Bald danach ließ mich Herr Gerhardus auf sein Zimmer rufen; er zeigte mir auf einer Karte noch einmal, wie ich die weite Reise nach Amsterdam zu machen habe, übergab mir Briefe an seine Freunde dort und sprach dann lange mit mir, als meines lieben seligen Vaters Freund. Denn noch selbigen Abends hatte ich zur Stadt zu gehen, von wo ein Bürger mich auf seinem Wagen mit nach Hamburg nehmen wollte.
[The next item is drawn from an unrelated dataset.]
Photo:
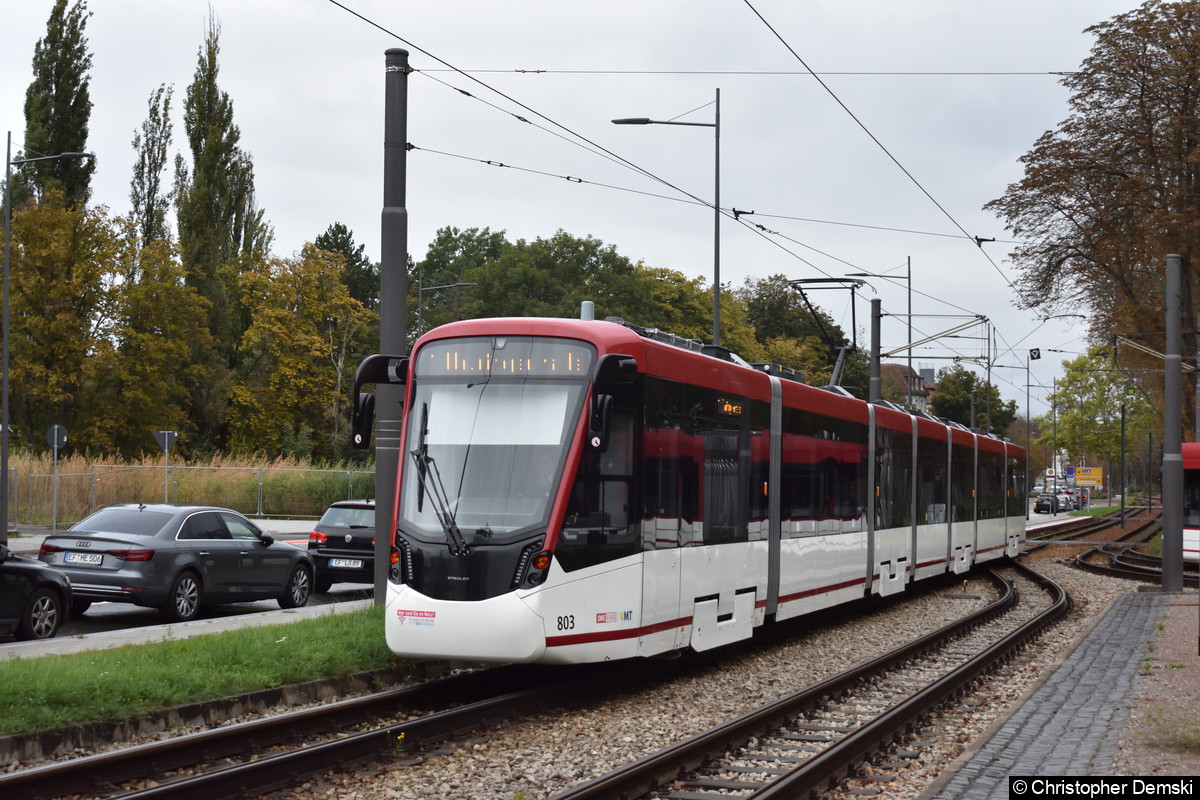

Als nun der Tag hinabging, nahm ich Abschied. Unten im Zimmer saß Katharina an einem Stickrahmen; ich mußte der Griechischen Helena gedenken, wie ich sie jüngst in einem Kupferwerk gesehen; so schön erschien mir der junge Nacken, den das Mädchen eben über ihre Arbeit neigte. Aber sie war nicht allein; ihr gegenüber saß Bas' Ursel und las laut aus einem französischen Geschichtenbuche. Da ich näher trat, hob sie die Nase nach mir zu. »Nun, Johannes«, sagte sie, »Er will mir wohl Ade sagen? So kann Er auch dem Fräulein gleich Seine Reverenze machen!« – Da war schon Katharina von ihrer Arbeit aufgestanden; aber indem sie mir die Hand reichte, traten die Junker Wulf und Kurt mit großem Geräusch ins Zimmer; und sie sagte nur: »Leb wohl, Johannes!« Und so ging ich fort.